In an embodiment of the present invention, the entropy encoder **130** may merge the coded strings converted from the subgroups **800** in a same row into a piece of data. As shown in FIG. 9, the coded strings f11 to f13 converted from the subgroups **800** in the first row A1 are merged into apiece of data **910**, the coded strings f21 to f23 converted from the subgroups **800** in the second row A2 are merged into a piece of data **920**, the coded strings f31 to f33 converted from the subgroups **800** in the third row A3 are merged into a piece of data **930**, the coded strings f41 to f44 converted from the subgroups **800** in the fourth row A4 are merged into a piece of data **940**, the coded strings f51 to f53 converted from the subgroups **800** in the fifth row A5 are merged into a piece of data **950**, the coded strings f61 to f63 converted from the subgroups **800** in the sixth row A6 are merged into a piece of data **960**, the coded strings f71 to f74 converted from the subgroups **800** in the seventh row A7 are merged into a piece of data **970**, and the coded strings f81 to f82 converted from the subgroups **800** in the eighth row A8 are merged into a piece of data **980**. The entropy encoder **130** may merge the pieces of data **910** to **980** into the encoded data **710**B of the frame **610**B. In an embodiment of the present invention, the encoded data **710**B may further comprise related information **990** about the frame **710**B, and the related information **990** may include the prediction parameters.

In an embodiment of the present invention, when the coded strings f11 to f82 are merged into the encoded data **710**B, the entropy encoder **130** calculates an offset for each of the coded strings f11 to f82. As shown in FIG. 9, offsets d11 to d82 of the coded strings f11 to f82 are calculated.
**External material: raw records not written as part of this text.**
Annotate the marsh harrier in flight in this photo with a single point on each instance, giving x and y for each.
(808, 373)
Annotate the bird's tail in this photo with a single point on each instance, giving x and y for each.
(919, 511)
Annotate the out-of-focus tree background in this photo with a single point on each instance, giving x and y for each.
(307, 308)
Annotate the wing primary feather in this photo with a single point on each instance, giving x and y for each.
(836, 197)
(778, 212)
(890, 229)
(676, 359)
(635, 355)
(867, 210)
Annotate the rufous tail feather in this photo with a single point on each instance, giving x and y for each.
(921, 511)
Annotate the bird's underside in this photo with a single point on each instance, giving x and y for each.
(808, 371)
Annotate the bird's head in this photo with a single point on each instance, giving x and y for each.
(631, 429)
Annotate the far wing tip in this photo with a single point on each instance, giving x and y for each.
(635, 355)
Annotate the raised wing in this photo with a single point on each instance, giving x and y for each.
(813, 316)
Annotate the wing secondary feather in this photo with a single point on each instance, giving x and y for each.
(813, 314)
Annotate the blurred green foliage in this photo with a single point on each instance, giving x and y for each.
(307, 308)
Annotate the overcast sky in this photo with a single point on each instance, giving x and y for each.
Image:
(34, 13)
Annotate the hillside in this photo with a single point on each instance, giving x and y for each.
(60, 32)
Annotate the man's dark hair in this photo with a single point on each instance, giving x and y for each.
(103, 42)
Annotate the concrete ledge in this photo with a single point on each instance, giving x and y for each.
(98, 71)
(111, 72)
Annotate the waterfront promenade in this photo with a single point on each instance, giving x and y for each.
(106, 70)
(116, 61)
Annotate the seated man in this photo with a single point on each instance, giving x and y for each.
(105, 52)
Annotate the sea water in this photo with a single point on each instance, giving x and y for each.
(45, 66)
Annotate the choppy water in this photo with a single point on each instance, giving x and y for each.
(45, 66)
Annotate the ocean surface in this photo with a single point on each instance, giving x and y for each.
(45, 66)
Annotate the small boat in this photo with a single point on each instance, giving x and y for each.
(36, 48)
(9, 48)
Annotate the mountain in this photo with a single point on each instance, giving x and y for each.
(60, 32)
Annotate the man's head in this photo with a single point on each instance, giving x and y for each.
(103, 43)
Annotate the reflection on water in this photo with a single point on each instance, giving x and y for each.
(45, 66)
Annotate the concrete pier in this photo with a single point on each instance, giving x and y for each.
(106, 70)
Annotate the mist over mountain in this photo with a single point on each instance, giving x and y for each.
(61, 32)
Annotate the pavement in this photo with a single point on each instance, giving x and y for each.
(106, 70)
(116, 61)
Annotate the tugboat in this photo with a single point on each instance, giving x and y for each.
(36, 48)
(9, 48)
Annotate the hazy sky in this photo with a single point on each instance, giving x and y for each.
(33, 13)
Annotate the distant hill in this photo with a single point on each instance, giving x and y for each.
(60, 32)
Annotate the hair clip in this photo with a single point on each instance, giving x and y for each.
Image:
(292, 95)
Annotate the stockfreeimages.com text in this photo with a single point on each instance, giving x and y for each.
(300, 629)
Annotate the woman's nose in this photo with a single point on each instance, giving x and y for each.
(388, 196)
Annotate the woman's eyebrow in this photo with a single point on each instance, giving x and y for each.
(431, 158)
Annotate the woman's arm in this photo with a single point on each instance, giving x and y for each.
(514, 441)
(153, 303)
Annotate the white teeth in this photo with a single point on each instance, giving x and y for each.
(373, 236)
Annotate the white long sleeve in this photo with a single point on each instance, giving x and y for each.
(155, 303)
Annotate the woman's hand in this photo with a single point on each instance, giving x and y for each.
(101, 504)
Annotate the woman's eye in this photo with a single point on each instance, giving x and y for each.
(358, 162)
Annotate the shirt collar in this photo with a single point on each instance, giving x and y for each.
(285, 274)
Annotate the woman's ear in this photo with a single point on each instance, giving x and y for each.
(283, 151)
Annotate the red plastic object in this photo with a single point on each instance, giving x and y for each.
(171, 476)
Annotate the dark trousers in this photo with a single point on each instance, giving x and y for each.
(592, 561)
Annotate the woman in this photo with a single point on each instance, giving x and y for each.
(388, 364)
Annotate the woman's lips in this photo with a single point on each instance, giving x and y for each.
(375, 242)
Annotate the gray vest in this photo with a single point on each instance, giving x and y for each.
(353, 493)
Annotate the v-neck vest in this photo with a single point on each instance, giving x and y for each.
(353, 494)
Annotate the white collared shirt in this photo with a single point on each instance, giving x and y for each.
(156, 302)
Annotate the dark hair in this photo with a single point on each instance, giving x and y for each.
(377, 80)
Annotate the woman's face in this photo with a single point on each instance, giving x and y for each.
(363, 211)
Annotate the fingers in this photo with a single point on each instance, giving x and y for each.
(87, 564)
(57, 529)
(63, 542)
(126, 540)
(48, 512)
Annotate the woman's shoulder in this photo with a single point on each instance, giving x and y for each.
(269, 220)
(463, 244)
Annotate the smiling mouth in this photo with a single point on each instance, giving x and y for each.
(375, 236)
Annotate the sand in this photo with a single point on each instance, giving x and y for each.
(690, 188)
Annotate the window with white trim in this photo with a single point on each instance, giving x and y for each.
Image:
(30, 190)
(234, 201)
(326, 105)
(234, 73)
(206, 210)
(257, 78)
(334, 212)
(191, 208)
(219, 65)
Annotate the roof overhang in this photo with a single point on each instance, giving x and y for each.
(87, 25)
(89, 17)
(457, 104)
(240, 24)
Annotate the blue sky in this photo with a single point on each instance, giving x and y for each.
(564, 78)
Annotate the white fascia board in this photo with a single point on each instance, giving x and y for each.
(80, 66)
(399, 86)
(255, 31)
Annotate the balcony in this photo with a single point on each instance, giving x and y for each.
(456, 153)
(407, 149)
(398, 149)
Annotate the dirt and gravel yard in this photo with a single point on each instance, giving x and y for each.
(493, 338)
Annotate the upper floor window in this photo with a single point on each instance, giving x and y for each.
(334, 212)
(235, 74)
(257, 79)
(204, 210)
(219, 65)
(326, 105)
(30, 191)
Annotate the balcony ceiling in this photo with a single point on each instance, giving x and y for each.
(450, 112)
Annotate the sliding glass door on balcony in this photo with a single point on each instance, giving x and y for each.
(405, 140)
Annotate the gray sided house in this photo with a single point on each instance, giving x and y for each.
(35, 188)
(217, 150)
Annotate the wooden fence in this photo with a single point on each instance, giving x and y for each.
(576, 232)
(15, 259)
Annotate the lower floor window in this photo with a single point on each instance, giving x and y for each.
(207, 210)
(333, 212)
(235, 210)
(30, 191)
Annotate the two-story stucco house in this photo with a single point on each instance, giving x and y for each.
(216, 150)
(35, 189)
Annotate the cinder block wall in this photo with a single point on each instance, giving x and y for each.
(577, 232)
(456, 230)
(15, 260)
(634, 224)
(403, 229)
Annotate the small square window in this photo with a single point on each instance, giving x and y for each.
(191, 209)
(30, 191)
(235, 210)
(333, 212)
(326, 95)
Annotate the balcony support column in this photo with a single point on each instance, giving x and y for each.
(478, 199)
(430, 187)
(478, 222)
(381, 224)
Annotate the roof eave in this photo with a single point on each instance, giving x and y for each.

Each of the offsets d11 to d82 of a coded string is determined based on the lengths of preceding coded strings thereof. For example, the offset d81 of the coded string f81 is determined based on the lengths of coded strings f11 to f74, and the offset f11 is equal to zero since the coded string f11 is the first coded string. The offsets d11 to d82 may be recorded in the related information **990**. Accordingly, a decoder could correctly extract the coded strings f11 to f82 from the encoded data **710**B according to the recorded offsets d11 to d82 and reconstruct the frame **610**B according to the extracted coded strings f11 to f82.

In summary, the present invention provides a method capable of simultaneously performing a plurality of CAVLC procedures to code the quantized transform coefficients of subgroups of a single frame into the encoded data. Therefore, the efficiency of encoding a video stream is enhanced.

Those skilled in the art will readily observe that numerous modifications and alterations of the device and method may be made while retaining the teachings of the invention. Accordingly, the above disclosure should be construed as limited only by the metes and bounds of the appended claims.